17:19   and for their sake I consecrate myself so that they too may be consecrated in truth.


John divides his Gospel into two big sections. In the first section (chapters 01-12) we hear about the signs Jesus is doing. The second section is composed around what happened during Jesus’ Passover (chapters 13-21): his speech at the Last Supper, his passion, death and resurrection. Today’s Gospel is a fragment of Jesus’ speech at the Last Supper.

This speech is also to be divided into two parts. In the first part Jesus speaks to his disciples (chapters 13-16). In the second part he says a prayer to his Father (chapter 17). Today’s Gospel is part of his prayer to the Father. Jesus is praying to his Father in attendance of his disciples. A moment of extreme intimacy. This prayer is to be divided in three parts:

1. 17:01-08: Jesus prays for himself (‘Father, glorify...’);

2. 17:09-19: Jesus prays for his disciples (‘Father, I ask...’);

3. 17:20-26: Jesus prays for all the faithful (‘Father, I ask...’).

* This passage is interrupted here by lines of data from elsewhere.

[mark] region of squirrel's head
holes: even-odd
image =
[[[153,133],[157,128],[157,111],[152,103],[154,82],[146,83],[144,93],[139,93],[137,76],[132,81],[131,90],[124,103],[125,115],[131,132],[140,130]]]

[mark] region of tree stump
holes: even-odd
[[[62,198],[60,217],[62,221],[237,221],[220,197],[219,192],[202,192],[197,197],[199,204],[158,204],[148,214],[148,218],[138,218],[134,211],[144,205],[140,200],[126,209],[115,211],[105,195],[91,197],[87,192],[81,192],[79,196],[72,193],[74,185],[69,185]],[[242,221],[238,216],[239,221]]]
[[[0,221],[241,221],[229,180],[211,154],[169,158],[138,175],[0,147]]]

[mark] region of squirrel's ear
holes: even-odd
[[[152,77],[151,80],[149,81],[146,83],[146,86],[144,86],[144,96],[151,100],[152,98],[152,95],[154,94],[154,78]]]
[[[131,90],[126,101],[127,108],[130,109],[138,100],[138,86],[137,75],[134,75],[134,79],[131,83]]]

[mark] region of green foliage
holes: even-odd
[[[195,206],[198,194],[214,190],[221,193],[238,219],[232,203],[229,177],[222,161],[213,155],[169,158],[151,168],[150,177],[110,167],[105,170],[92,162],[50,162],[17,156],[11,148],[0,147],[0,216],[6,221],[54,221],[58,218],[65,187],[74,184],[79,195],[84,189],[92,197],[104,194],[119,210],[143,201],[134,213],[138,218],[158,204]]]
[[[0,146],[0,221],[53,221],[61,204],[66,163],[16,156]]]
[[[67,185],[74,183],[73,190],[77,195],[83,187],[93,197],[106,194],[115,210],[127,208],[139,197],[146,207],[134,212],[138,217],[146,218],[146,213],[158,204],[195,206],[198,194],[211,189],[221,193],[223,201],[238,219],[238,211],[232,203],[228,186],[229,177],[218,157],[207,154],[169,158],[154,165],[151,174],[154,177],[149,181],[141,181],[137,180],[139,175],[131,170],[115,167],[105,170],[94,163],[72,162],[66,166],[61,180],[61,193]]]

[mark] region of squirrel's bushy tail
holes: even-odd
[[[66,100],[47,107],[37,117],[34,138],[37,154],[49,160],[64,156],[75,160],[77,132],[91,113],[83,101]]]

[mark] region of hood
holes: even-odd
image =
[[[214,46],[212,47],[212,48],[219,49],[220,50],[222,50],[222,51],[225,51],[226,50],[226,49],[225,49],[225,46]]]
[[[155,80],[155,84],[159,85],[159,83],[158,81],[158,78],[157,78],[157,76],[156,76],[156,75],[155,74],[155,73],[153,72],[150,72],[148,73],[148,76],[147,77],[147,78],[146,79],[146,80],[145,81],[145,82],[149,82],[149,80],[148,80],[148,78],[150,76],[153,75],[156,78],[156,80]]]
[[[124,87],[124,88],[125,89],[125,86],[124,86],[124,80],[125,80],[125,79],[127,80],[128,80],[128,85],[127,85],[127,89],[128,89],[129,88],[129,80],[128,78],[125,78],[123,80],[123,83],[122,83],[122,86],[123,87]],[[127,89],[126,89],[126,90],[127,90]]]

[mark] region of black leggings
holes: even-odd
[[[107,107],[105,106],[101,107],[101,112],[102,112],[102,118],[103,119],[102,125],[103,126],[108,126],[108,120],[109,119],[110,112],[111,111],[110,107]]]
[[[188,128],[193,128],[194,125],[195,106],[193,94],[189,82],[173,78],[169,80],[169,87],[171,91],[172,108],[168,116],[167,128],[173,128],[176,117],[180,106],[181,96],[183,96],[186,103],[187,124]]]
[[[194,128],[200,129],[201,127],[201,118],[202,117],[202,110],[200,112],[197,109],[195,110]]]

Our reading is taken from the second part where Jesus is praying for his disciples.


The first line already contains a stunning word: ‘Holy Father, keep those you have given me...’  He considers his disciples as a gift from the Father, a gift from heaven. And it isn’t a mistake, for Jesus says so five times in the prayer of the 17th chapter (vss. Can I say about myself that I am a disciple of Jesus? And if so, can I believe that he considers me a gift from heaven?

One like us

The togetherness of Jesus’ disciples is meant to be a reflection of God’s togetherness, the Trinity. It is a great gift and a great vocation. This is the vision John has in mind. With  Jesus, a link was given between God and the people. Pure grace. Heaven has opened itself to the people and since then the people breathe the same atmosphere as the ones in heaven do. The cloud in which God dwells envelops the earth as well. The complete existence, the entire cosmos is wrapped in the air God breathes in and out. In the foregoing chapters Jesus did not speak about ‘air’ or ‘atmosphere’, but about ‘love’. ‘I loved you as the Father loved me; love one another: that will be heaven on earth. ‘What heaven really makes ‘heaven’ is love. What heaven really makes heaven has descended amongst you. Heaven and earth are not separated any longer: they are one big togetherness. The binding element is love.

To fulfil the Scriptures.

I don’t think that Judas was a puppet on a string of a cruel God. The first Christian generation tried to give meaning to what had happened. Judas had betrayed Jesus. That was a fact. He may have had his reasons. Looking for a meaning they sought it in the Holy Scriptures of course. There they found texts which spoke about betrayal (for example Psalm 41). These texts reveal a mystery to us. Whoever desires to do Messianic work..., whoever wants to be a person of love and forgiveness, will be confronted with opposition. Why. Because not everyone can share the choice of absolute love (who can?). People have their (good?) reasons. Mostly we don’t know these reasons. God knows them. He will know how He can change them (and me!) into people of absolute love.

Picture Meditation

This sculpture is to be found in the Netherlands, Biddinghuizen, Walibi Parc. It is made by Corrie Ammerlaan-van Niekerk, ca 2000.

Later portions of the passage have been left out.